Uitsnede uit de kaart van Pijnacker uit 1634, waarin al de gunstige ligging van Meppel is te zien voor de scheepvaart. De Havelter Aa, later de Oude Vaart, vormde de verbinding met de Smilder Venen. Later werd hierlangs de Drentse Hoofdvaart gegraven. De Echtinger Nieuwe Grift is een voorloper van de Hoogeveense Vaart.
Het einde van de vervening, het Fochteloërveen
De veenwinning bij Appelscha kwam pas vrij laat op gang. Het duurde tot begin 19e eeuw voordat de Opsterlandsche Compagnonsvaart vanuit Friesland tot Appelscha was doorgetrokken.

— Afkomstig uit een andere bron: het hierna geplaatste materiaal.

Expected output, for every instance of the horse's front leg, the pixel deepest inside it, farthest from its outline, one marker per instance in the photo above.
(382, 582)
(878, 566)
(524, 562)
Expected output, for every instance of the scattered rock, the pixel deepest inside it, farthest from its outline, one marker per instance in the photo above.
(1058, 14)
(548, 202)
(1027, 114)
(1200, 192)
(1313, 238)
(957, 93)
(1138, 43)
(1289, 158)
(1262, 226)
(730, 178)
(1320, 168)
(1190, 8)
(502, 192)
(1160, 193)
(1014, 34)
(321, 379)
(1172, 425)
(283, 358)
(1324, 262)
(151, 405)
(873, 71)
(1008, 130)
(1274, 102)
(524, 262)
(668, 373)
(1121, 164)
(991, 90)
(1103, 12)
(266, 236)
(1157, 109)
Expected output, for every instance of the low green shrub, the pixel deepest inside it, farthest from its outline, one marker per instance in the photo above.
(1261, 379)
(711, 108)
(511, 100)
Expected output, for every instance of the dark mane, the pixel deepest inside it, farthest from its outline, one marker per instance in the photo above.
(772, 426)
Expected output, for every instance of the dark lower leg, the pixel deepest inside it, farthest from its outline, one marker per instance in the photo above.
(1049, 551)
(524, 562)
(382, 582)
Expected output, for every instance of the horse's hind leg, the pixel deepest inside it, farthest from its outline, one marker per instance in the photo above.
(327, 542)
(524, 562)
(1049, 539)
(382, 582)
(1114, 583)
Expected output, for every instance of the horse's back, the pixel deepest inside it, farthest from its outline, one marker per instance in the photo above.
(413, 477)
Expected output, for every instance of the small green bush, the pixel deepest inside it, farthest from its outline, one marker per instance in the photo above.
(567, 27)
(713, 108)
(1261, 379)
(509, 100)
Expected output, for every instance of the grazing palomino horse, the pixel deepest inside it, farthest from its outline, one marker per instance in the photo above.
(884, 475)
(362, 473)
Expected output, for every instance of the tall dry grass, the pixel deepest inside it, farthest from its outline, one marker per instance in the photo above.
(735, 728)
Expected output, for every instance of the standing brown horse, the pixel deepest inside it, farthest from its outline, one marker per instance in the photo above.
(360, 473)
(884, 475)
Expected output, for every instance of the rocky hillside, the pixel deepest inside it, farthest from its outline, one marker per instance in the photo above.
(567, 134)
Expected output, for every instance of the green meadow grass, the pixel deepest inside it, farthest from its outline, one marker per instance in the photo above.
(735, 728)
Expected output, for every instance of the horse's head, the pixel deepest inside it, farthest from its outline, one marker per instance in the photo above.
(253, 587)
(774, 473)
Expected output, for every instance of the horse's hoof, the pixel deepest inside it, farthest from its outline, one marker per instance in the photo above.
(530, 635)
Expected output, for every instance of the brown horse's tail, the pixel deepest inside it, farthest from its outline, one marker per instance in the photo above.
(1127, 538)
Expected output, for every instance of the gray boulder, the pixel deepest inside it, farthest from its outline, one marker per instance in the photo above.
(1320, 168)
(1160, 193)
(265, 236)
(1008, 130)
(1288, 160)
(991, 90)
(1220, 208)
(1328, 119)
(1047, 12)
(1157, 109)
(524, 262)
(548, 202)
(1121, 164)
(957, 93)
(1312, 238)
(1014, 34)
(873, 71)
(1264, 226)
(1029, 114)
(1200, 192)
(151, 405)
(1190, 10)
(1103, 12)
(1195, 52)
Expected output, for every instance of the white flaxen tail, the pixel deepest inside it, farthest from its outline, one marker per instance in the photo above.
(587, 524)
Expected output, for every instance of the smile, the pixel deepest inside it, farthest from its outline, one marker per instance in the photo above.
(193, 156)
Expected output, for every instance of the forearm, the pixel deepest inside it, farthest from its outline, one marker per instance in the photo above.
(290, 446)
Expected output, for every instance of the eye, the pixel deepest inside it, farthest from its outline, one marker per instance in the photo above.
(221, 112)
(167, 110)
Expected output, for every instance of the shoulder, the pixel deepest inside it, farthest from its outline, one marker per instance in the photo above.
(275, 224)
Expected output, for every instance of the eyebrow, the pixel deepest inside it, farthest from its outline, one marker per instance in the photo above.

En plannen voor het verbinden van Drentse Hoofdvaart en Compagnonsvaart liepen door bestuurlijke verwikkelingen vertraging op. Daardoor was nog niet al het veen afgegraven toen de veenwinning op zijn einde liep. De prijzen voor turf waren al vanaf het einde van de 19e eeuw gedaald als gevolg van de opkomst van steenkool, en later olie en gas. De veenwinning werd opgegeven en een flink restant hoogveen bleef achter in het landschap. Inmiddels was er vanuit het natuurbehoud belangstelling ontstaan voor de venen en besef voor de kwetsbaarheid van het hoogveen, dat hoge grondwaterstanden en schoon water nodig heeft om te blijven bestaan. Natuurmonumenten kocht in 1938 de eerste 200 ha hoogveen aan. Vanaf de jaren zestig werd natuurbehoud steeds vaker een mededoelstelling van ruilverkavelingen of landinrichtingen en ook in dat kader werden half afgeveende gronden aangekocht. Inmiddels beheren Natuurmonumenten en Staatsbosbeheer samen zo’n 2500 ha.
Het veen vertoont nog de sporen van de vervening met veenputten en resten van oude wijken. Allerlei maatregelen zijn er op gericht om te voorkomen dat grondwater wegzijgt naar de omliggende lager liggende en gedraineerde landbouwgronden. Daarom zijn landbouwgebieden rond het veen opgenomen in een bufferzone en ingericht als natuurgebied. Door de aanleg van damwanden, het dempen van sloten en het plaatsen van stuwen is het grondwater opgezet en kon weer veenvormend veenmosveen gaan groeien. Er is weer sprake van levend hoogveen.
Het Fochteloërveen met duidelijke veenwinningsporen gezien vanuit de fraaie 15 meter hoge uitzichttoren bij Ravenswoud. Foto Overland 303.